Il Cádiz, invece, affidato all'allenatore Ramón Blanco Rodríguez, era determinato a dare filo da torcere ai padroni di casa e portare a casa qualche punto. La partita è stata molto intensa e ha visto diversi cartellini gialli assegnati da parte degli arbitri.
Il primo cartellino giallo è stato mostrato a Villena del Mallorca, seguito da Oliva, Francis, Barla, Quevedo, Mejías, Poli, Pinilla, Hassan Nader e Francisco Kiko del Cádiz. Entrambe le squadre hanno giocato in modo aggressivo, cercando di prendere il comando del gioco.
Al 28esimo minuto, è arrivato l'autogol che ha segnato la partita. Oliva del Cádiz ha deviato il pallone nella sua stessa porta, regalando al Mallorca il vantaggio di 1-0. La partita è continuata con entrambe le squadre che cercavano di segnare gol, ma senza successo.
Prima della fine del primo tempo, al 45esimo minuto, il Mallorca ha effettuato una sostituzione, con Hassan Nader che ha rimpiazzato Sergio García. Allo scadere della prima metà del gioco, un evento cruciale si è verificato per il Cádiz, con Linares espulso dopo aver ricevuto il secondo cartellino giallo. Il Cádiz si è trovato in una situazione difficile, con un uomo in meno sulla campo.

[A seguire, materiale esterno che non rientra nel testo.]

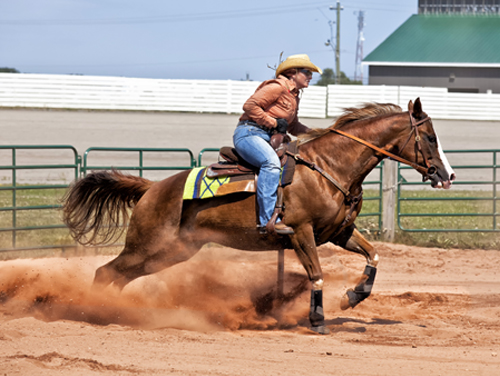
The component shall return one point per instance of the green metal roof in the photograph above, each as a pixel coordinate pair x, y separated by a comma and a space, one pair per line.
455, 39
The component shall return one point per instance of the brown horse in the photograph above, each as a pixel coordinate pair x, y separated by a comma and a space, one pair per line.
320, 206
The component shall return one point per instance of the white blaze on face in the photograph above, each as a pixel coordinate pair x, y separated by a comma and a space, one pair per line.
446, 164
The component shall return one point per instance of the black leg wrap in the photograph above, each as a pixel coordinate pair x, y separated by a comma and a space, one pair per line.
316, 315
364, 289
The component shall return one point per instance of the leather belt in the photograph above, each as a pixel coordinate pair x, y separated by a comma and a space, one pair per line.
254, 124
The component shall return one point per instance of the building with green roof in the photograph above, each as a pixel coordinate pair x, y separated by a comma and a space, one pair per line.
459, 51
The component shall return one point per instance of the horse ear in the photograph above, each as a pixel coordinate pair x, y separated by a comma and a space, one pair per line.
417, 108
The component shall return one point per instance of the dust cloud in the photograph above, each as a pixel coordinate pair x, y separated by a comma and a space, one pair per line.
203, 294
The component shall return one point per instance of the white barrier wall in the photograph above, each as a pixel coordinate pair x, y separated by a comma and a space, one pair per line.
121, 93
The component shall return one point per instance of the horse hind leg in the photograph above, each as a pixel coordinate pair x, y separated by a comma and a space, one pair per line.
358, 244
134, 262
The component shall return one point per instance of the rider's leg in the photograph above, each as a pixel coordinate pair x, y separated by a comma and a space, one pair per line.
253, 145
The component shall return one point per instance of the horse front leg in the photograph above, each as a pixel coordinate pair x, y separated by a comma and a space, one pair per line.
305, 247
352, 240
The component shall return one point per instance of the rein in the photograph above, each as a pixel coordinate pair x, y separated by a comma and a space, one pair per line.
354, 200
414, 128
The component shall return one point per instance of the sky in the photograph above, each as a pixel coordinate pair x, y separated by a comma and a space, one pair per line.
188, 39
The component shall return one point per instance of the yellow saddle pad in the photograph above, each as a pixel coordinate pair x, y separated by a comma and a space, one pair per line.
199, 186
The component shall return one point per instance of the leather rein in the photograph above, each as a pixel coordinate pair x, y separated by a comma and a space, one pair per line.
418, 148
352, 200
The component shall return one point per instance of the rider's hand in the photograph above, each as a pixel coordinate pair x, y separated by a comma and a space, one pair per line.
281, 125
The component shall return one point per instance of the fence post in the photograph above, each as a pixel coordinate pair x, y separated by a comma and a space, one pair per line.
389, 189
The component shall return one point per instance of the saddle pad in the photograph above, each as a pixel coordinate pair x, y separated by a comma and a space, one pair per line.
199, 185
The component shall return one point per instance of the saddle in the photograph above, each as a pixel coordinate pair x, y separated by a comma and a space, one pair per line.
232, 164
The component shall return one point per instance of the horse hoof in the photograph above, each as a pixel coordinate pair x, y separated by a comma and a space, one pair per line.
320, 329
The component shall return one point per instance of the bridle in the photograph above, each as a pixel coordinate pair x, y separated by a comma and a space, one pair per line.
427, 171
352, 200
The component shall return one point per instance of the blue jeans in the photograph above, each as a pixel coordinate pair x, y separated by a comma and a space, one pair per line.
252, 144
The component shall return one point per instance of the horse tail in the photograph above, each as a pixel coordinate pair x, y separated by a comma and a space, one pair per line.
96, 208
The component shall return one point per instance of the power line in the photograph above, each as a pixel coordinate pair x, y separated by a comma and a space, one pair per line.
206, 16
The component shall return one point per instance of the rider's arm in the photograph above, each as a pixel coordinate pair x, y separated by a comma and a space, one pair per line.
255, 107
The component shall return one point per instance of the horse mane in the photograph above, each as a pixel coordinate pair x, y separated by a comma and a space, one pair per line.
351, 114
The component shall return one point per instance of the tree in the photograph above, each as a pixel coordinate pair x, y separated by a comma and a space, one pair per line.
8, 70
328, 78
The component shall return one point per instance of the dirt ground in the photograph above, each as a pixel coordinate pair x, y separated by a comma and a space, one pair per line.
432, 312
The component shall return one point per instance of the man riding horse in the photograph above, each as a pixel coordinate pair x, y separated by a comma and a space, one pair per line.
272, 109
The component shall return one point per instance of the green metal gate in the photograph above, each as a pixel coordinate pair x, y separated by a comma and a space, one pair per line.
471, 206
29, 209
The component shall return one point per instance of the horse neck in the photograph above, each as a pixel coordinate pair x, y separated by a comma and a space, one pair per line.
350, 162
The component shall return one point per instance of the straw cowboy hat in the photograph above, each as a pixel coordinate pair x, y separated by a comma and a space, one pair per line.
297, 61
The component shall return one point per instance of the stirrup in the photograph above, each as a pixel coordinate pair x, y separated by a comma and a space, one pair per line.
282, 229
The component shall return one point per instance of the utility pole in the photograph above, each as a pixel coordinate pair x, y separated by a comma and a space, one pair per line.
329, 42
359, 48
337, 45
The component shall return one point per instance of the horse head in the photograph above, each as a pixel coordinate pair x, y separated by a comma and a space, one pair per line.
427, 148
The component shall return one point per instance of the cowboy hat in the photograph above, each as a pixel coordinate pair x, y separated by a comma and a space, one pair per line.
297, 61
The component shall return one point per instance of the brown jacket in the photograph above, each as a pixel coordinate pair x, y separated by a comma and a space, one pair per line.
275, 99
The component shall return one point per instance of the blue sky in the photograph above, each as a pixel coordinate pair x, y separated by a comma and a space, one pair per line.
189, 39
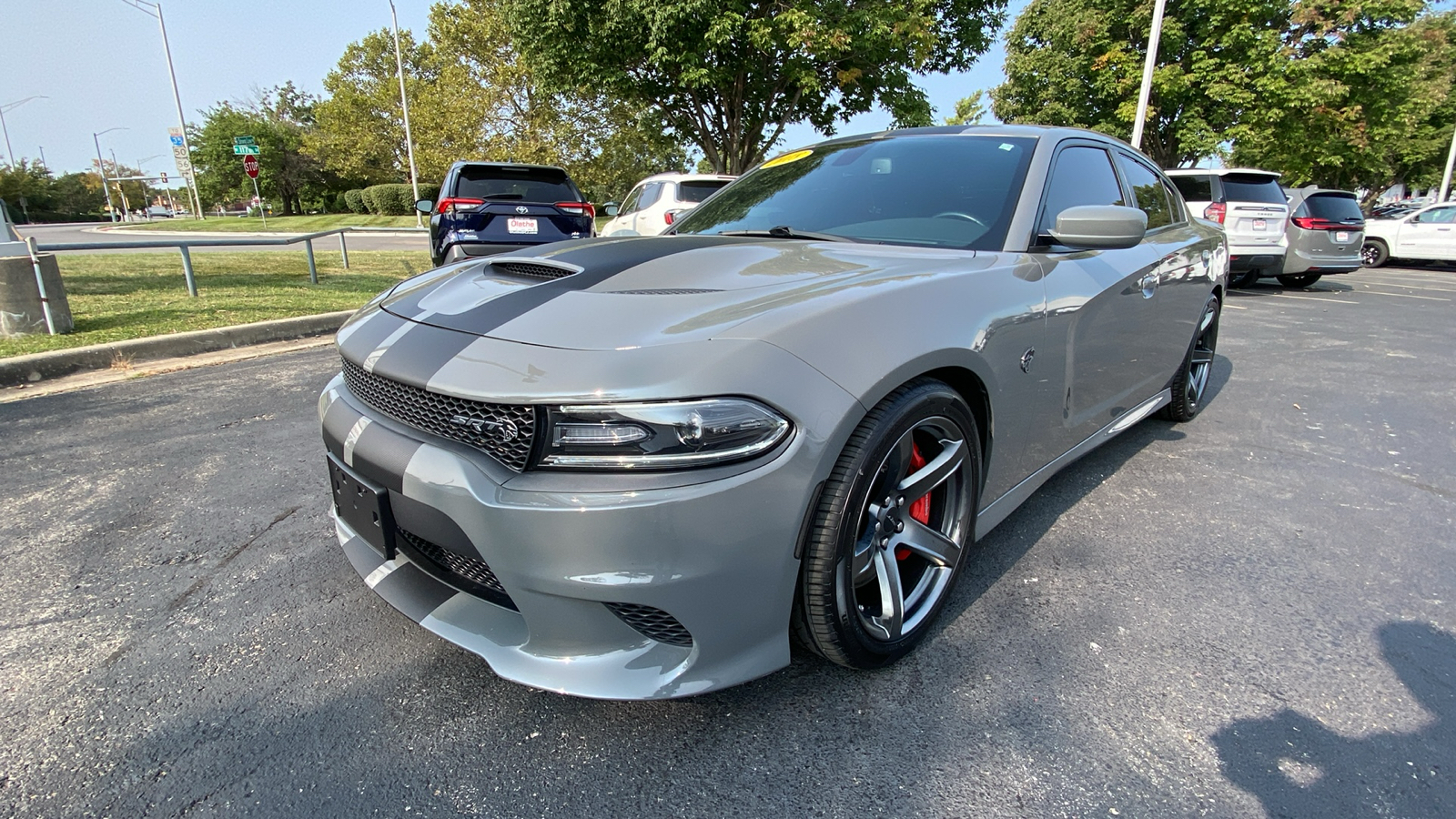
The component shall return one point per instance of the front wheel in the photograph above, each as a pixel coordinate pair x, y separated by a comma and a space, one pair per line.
1299, 278
1191, 382
1375, 254
890, 530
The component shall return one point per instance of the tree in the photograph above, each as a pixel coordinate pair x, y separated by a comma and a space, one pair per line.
278, 120
730, 75
1081, 63
968, 111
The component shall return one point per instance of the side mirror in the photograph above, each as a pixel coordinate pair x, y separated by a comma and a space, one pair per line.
1099, 228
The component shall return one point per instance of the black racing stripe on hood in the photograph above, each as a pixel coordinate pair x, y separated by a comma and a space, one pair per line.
599, 261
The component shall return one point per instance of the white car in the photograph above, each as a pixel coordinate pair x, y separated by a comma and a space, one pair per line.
655, 201
1252, 210
1429, 234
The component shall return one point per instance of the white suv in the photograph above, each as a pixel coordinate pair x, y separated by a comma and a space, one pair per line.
655, 201
1252, 210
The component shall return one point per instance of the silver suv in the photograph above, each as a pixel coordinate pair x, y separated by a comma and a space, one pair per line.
1252, 210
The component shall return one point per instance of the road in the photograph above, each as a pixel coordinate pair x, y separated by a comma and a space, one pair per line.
1245, 615
87, 232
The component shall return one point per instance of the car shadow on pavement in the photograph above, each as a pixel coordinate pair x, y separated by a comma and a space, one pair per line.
1298, 767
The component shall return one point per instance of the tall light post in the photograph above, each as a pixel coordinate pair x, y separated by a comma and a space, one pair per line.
101, 167
404, 106
1148, 75
9, 155
155, 9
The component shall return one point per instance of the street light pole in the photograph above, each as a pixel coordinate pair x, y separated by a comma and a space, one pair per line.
404, 106
155, 9
1148, 75
101, 167
9, 155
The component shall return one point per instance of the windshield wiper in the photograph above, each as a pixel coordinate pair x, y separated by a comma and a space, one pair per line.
785, 232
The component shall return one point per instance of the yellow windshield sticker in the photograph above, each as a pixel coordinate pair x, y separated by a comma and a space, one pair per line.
786, 157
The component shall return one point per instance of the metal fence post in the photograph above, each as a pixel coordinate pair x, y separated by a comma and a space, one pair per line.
187, 270
313, 270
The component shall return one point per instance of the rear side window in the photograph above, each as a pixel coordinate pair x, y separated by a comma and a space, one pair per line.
698, 191
514, 184
1148, 188
1084, 175
1334, 207
1194, 188
1252, 188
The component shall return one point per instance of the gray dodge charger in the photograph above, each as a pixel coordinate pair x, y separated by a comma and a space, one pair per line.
633, 468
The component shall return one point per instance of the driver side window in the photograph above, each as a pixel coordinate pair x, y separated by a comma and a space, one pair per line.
1082, 175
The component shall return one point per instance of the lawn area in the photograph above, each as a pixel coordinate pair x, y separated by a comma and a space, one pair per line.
276, 223
120, 296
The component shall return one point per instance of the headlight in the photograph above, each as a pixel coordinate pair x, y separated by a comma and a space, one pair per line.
669, 435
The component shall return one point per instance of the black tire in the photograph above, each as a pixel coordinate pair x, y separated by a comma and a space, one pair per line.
1299, 278
863, 550
1244, 278
1190, 387
1375, 252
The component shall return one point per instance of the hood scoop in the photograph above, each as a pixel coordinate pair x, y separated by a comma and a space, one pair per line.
531, 267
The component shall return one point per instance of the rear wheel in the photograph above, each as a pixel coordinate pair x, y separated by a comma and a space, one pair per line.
892, 526
1191, 382
1299, 278
1375, 254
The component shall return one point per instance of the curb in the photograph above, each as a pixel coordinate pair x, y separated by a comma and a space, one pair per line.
29, 369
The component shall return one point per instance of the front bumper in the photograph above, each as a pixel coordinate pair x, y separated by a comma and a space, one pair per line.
713, 550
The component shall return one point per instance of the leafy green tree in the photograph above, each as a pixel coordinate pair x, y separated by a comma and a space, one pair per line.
730, 75
278, 120
968, 111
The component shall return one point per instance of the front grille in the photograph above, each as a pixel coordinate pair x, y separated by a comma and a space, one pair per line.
466, 573
652, 622
533, 270
501, 430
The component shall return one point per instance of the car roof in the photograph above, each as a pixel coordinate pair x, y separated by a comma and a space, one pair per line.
1220, 172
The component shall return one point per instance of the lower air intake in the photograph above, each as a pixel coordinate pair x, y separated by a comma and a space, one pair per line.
652, 622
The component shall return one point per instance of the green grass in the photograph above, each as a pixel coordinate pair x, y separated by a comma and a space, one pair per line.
276, 223
120, 296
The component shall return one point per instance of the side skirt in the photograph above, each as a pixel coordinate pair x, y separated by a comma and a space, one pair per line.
1004, 506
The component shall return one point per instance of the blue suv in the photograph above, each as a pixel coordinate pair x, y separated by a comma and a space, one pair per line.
501, 207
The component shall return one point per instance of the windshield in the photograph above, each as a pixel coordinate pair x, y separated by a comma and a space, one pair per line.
934, 189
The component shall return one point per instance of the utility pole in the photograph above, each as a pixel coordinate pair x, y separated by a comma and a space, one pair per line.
404, 106
155, 9
1148, 75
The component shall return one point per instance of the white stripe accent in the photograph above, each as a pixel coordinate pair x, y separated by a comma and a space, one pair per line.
379, 574
353, 439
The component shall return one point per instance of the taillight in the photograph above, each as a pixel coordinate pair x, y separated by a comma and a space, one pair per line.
579, 208
451, 205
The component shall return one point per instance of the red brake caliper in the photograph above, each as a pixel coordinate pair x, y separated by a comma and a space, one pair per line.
921, 509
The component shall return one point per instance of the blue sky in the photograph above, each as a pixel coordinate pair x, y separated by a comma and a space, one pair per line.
101, 66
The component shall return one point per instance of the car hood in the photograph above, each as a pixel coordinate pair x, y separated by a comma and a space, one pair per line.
647, 290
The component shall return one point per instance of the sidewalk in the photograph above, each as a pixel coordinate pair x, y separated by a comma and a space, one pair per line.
124, 356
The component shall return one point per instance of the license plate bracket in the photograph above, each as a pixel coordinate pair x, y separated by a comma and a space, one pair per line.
363, 506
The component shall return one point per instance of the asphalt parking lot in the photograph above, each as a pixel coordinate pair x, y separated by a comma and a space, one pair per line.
1245, 615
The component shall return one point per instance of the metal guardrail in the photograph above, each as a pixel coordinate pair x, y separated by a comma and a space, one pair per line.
216, 242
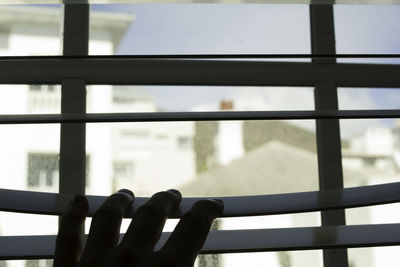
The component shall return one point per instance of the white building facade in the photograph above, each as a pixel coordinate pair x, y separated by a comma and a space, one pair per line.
144, 157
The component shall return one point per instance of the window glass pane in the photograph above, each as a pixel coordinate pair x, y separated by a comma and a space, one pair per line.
107, 98
374, 257
218, 158
30, 30
312, 258
200, 29
27, 263
30, 99
370, 153
369, 98
367, 29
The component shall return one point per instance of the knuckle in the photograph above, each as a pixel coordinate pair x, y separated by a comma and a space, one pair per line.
152, 210
108, 212
195, 220
68, 240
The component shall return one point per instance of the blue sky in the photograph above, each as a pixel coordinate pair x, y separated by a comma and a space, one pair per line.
208, 29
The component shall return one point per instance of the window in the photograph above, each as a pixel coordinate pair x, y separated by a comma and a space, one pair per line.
4, 38
39, 263
222, 111
43, 172
184, 142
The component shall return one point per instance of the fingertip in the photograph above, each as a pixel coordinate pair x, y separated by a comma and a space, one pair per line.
126, 192
176, 193
81, 202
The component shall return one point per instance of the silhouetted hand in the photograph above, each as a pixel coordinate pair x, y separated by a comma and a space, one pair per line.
136, 249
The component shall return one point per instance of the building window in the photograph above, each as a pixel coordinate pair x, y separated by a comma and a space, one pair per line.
43, 171
4, 38
123, 169
184, 142
39, 263
48, 88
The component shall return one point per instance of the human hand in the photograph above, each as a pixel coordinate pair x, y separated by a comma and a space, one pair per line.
136, 249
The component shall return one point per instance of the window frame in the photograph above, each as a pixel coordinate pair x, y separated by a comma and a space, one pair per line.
73, 101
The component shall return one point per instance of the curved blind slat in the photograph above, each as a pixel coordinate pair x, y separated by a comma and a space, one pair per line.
229, 241
54, 204
197, 116
131, 71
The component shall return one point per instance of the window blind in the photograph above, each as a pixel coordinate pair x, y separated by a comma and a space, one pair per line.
75, 69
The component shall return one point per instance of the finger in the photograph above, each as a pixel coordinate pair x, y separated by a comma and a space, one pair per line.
148, 222
106, 222
69, 238
189, 235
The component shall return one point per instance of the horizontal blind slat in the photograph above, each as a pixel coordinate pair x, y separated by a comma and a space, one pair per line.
130, 71
234, 241
198, 116
54, 204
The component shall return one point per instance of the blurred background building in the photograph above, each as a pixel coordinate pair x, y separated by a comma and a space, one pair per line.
209, 158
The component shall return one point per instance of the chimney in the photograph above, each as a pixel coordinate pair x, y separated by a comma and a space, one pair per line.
226, 105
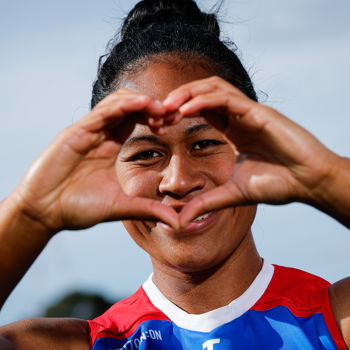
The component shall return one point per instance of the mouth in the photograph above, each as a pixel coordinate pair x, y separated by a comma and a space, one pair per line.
198, 224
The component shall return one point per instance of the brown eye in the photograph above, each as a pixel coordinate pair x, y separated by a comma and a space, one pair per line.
146, 155
203, 144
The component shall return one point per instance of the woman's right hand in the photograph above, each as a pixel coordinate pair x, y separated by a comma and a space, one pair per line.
73, 183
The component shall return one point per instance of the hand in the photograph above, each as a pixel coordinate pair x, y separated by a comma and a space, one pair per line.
73, 184
278, 161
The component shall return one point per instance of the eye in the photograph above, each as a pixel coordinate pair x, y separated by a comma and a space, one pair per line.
204, 144
146, 155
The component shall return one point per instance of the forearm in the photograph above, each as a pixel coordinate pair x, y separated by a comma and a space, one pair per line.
6, 344
21, 241
333, 194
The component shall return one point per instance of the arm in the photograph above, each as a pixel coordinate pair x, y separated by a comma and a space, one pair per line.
72, 185
279, 161
43, 334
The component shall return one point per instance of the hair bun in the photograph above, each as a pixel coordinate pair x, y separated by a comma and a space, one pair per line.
148, 13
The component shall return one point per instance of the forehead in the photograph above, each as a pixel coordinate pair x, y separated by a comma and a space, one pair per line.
159, 78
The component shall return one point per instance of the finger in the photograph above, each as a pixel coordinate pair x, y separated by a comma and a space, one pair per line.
224, 196
128, 208
233, 104
188, 91
117, 109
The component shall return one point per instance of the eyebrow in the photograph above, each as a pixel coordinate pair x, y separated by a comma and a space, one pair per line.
135, 139
152, 138
198, 127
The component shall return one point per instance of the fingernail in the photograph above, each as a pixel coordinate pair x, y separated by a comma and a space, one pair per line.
158, 103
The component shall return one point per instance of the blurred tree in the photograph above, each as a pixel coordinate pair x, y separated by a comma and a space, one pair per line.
79, 305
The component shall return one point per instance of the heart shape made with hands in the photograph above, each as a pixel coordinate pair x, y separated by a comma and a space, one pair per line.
74, 184
258, 171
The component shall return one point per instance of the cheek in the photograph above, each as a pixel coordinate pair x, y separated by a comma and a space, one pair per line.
222, 168
134, 182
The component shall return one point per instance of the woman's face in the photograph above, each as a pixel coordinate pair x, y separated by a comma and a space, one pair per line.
189, 159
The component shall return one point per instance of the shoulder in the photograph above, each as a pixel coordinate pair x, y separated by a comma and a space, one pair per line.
339, 295
124, 317
298, 290
47, 333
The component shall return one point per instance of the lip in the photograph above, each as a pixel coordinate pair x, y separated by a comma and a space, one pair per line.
193, 226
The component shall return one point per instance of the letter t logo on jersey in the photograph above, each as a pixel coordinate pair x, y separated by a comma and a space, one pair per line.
209, 344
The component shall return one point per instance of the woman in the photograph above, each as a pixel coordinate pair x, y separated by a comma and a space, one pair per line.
177, 147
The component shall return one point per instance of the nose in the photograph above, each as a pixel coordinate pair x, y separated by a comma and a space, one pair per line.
181, 177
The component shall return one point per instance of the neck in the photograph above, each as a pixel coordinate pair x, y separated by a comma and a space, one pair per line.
197, 292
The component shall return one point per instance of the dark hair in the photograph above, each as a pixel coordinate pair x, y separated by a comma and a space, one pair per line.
159, 27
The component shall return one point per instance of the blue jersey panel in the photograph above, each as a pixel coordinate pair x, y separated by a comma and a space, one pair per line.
276, 328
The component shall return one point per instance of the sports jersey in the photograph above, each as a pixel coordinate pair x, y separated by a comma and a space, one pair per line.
284, 308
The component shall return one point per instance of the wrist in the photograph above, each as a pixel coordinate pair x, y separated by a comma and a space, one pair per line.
19, 219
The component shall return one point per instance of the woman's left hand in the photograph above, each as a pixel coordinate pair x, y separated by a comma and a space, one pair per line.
279, 161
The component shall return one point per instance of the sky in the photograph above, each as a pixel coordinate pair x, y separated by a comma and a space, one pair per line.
298, 54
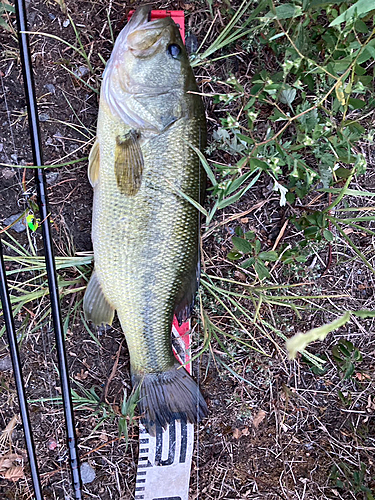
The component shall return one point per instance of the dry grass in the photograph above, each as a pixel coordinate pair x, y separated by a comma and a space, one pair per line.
276, 429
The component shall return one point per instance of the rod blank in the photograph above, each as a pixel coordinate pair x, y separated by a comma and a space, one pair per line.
17, 372
47, 243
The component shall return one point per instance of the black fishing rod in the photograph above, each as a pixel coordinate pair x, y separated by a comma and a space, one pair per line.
17, 372
47, 243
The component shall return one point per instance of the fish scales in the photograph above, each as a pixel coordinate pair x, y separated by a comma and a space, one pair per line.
145, 233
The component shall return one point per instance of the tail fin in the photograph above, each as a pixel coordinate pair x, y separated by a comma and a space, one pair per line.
166, 395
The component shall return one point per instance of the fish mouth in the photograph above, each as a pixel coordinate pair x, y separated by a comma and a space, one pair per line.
143, 35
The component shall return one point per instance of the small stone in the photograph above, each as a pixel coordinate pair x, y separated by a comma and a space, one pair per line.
18, 226
52, 444
8, 173
81, 71
5, 364
87, 473
50, 87
52, 177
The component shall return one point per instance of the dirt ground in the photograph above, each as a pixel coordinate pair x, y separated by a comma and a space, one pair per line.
276, 429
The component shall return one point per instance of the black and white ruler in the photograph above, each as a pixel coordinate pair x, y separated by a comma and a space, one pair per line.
164, 462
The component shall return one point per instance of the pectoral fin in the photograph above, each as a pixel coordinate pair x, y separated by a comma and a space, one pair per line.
94, 161
95, 305
128, 163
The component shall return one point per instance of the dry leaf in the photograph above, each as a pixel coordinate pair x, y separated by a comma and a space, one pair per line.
103, 437
81, 376
14, 473
259, 417
237, 433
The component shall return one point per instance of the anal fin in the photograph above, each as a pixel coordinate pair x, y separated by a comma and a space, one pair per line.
95, 305
185, 302
94, 163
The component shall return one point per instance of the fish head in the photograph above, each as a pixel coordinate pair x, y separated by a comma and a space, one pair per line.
149, 69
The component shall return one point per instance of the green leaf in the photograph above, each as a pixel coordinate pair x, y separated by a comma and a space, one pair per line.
328, 235
249, 235
271, 256
234, 255
255, 163
311, 232
285, 11
261, 270
356, 103
242, 245
248, 263
359, 9
342, 173
288, 95
257, 246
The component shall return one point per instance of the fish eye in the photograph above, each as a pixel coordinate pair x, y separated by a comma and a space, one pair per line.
174, 50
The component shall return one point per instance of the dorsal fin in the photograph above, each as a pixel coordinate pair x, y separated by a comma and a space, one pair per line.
128, 163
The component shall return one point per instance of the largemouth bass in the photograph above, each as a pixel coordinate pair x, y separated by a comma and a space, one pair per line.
145, 233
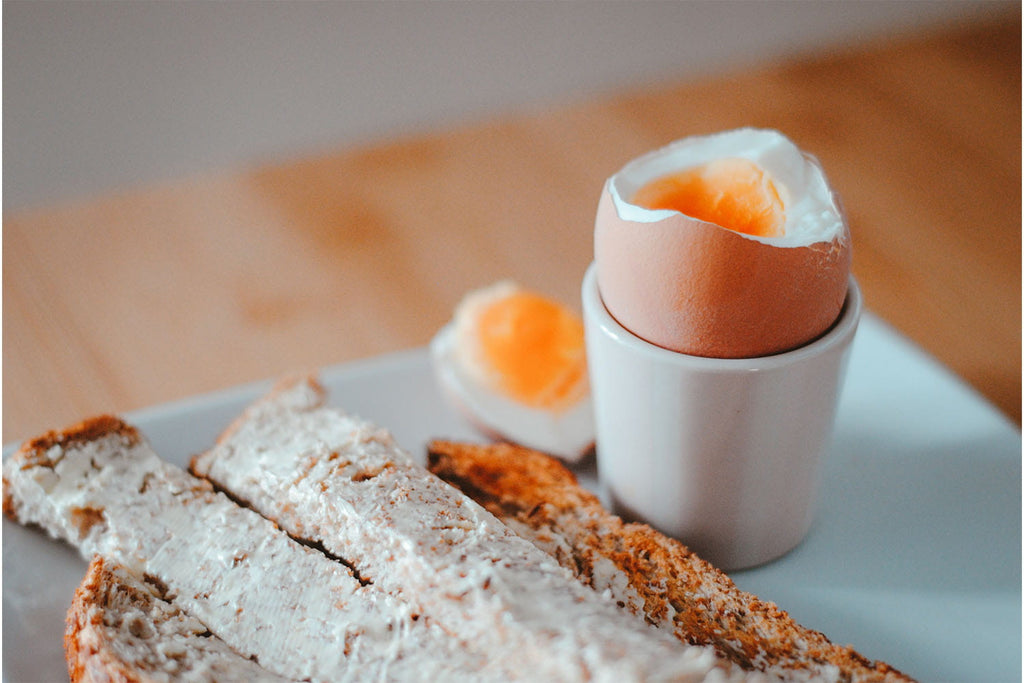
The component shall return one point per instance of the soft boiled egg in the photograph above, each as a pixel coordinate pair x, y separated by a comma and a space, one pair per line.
513, 363
724, 246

La seconda metà del gioco ha visto Fali rimpiazzare Mejías al 53esimo minuto per il Cádiz, cercando di stabilizzare la squadra in difesa. Tuttavia, la pressione del Mallorca è stata implacabile e hanno continuato a cercare di aumentare il loro vantaggio.
Al 68esimo minuto, il Cádiz ha effettuato un'altra sostituzione, con Francis che ha rimpiazzato Raúl. Nonostante tutti gli sforzi del Cádiz, la partita si è conclusa con una vittoria per 1-0 a favore del Mallorca grazie all'autogol di Oliva.
Il Mallorca è riuscito così a guadagnare punti preziosi in classifica, mentre il Cádiz ha dovuto affrontare la delusione di una sconfitta e giocare gran parte della partita con un uomo in meno.